沈如茵一口气还没喘上来,只听得王起又道:“还有更坏的。”
“更坏的?”
“药材没了。”
“药材没了?”她疑惑地半侧身子,指了指屋内的沈颜,“方才都还买得到呢,沈颜都吃过了,怎么会没了?”
“是,除了先前给小少爷买药时顺便采购的那些,再没有了。”
“这……”沈如茵一时之间六神无主,想起之前那个村落的面貌,不敢想象如果这瘟疫大面积铺开来将会是个什么景象,脑子懵得只能看向王起,问一句“怎么办”。
王起的眉毛肃穆地锁紧,急促道:“我现在前来,就是要与姑娘商量一个对策。”
他顿了顿,继续道:“眼下唯一的法子便是从别的地方买,只是这样一来,花的钱财便会更多。”
沈如茵平复心情,沉静下来道:“钱没了还能再赚,先救人。”
“姑娘有所不知,”王起有些犯难,“徳善商行近日情况不大好,若是这样大批从外地购买昂贵药材,会吃不消。”
第84章 寂寞
徳善商行的事情, 她几乎未曾关心过,及到用时才晓得自己了解的还是太少, 于是虚心询问:“商行出了什么事?”
王起面色踌躇,似乎在考虑要不要告诉她。

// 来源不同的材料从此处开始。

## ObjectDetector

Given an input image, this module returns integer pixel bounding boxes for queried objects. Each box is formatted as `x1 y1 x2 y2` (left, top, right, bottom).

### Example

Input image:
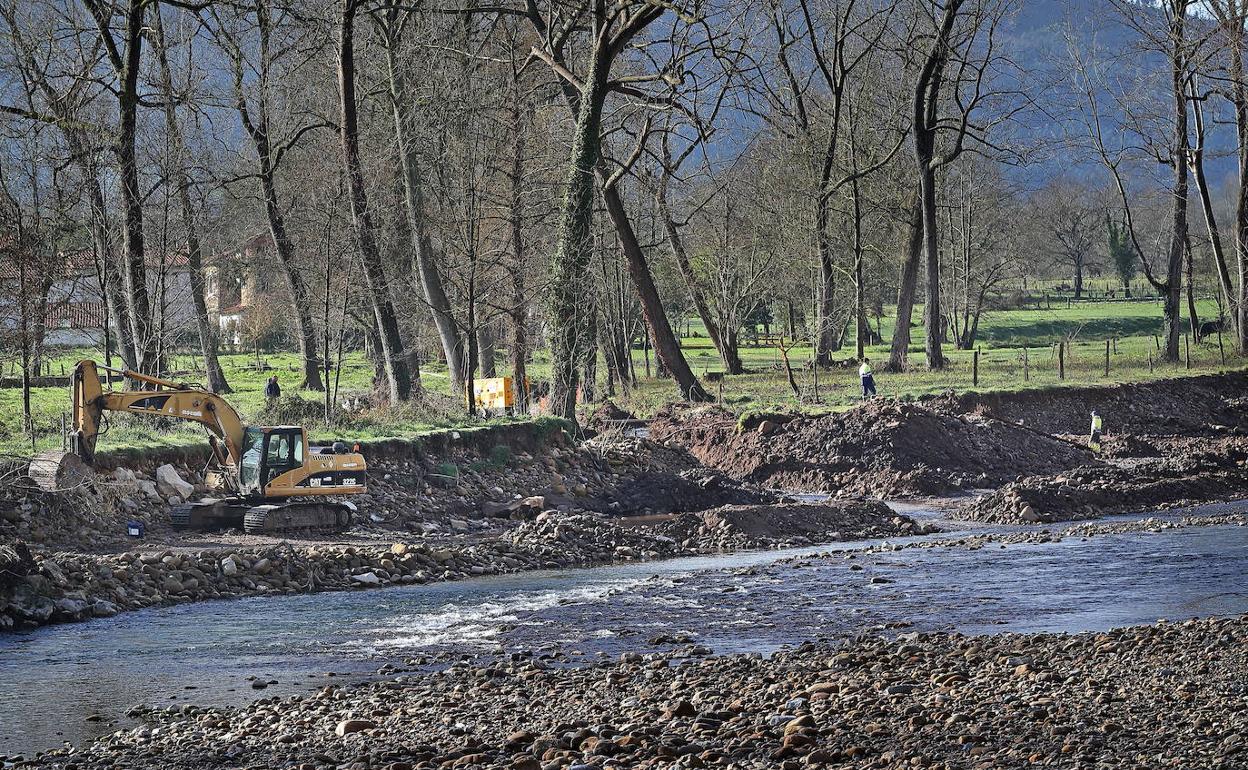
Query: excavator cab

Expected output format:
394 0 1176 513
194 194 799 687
27 361 368 534
238 426 307 497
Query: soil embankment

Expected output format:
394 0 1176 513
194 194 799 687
21 618 1248 770
651 372 1248 523
0 416 921 631
650 399 1092 498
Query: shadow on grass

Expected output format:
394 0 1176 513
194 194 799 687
981 316 1168 347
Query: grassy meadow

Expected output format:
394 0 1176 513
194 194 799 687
0 289 1248 456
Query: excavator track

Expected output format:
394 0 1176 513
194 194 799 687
243 502 352 535
168 498 247 532
26 451 95 492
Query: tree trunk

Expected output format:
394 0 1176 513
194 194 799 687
919 160 945 371
1227 12 1248 353
603 185 711 401
78 139 139 369
152 10 231 393
654 176 744 374
477 321 497 378
850 172 871 361
1149 11 1189 363
115 0 158 373
886 196 924 372
338 0 419 402
547 50 607 421
386 27 464 393
508 96 529 412
233 4 324 391
1183 235 1201 342
815 192 840 367
1188 132 1239 339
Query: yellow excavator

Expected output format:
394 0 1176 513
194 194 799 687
29 361 368 534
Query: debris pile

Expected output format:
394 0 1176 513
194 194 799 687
651 399 1092 498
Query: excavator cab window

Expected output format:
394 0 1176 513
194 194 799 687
238 428 265 493
261 428 303 484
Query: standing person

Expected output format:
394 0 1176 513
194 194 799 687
859 356 875 398
1088 409 1103 452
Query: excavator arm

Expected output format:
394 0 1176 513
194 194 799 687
71 361 246 467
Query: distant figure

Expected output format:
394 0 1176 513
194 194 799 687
859 356 875 398
1196 318 1227 342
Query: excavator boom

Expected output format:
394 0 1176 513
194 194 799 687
70 361 245 467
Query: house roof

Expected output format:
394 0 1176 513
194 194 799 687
0 248 191 281
44 302 105 329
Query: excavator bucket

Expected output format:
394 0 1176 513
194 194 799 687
26 451 95 492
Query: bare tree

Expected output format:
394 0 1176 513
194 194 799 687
151 9 230 393
373 5 467 393
204 0 327 391
525 0 709 419
337 0 421 402
894 0 1017 369
1031 178 1102 300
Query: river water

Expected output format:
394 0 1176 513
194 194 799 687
0 506 1248 756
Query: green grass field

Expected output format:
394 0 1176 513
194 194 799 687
0 290 1248 454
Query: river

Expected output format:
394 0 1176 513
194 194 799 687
0 504 1248 756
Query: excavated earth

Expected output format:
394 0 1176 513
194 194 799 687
651 372 1248 524
650 399 1092 498
0 424 926 631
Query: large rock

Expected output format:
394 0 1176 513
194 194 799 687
333 719 377 736
156 464 195 500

大概好几个王起在他内心斗争了一会儿,他才嗫嚅开口:“这事说起来,还与蝶衣泄密有关系……”
沈如茵脑子不大够用, 更加谦卑地问道:“和蝶衣泄密有什么关系?”
一边问一边腹诽这王起说话老是说半截,老乌龟似的踢一脚挪一下, 急人得很。
“蝶衣泄密,导致留住侯爷被杀,宋煜承袭爵位, 现下是新的留朱侯。”
“啥?宋煜那泼皮也能当侯爷?!”惊讶地呼出声, 沈如茵才发觉自己反应太过,尴尬地清了一下嗓子, 继续踢乌龟屁股,“宋煜当了侯爷,然后呢?”
“宋煜那毛没长齐的小崽子嫩得跟豆腐似的,哪能跟宋家那群老厨子斗。”兴许受了沈如茵影响,王起说话也放得开了些, “姑娘知道宋家善于经商, 大小店铺遍布全国, 这下子没了能管事的领头人,底下的斗得风生水起,自然影响到了我们商行。”
“我们和宋家有经济上的往来?”
“啊?”王起一时没懂沈如茵这句话, 不过想了想他大概猜到她要问什么,便也不多问,径自答道,“其实殿下最擅长运用‘润物细无声’的手段,所以徳善商行的存在除了赚钱以外,还有一个重要的作用,便是牵绊宋家。”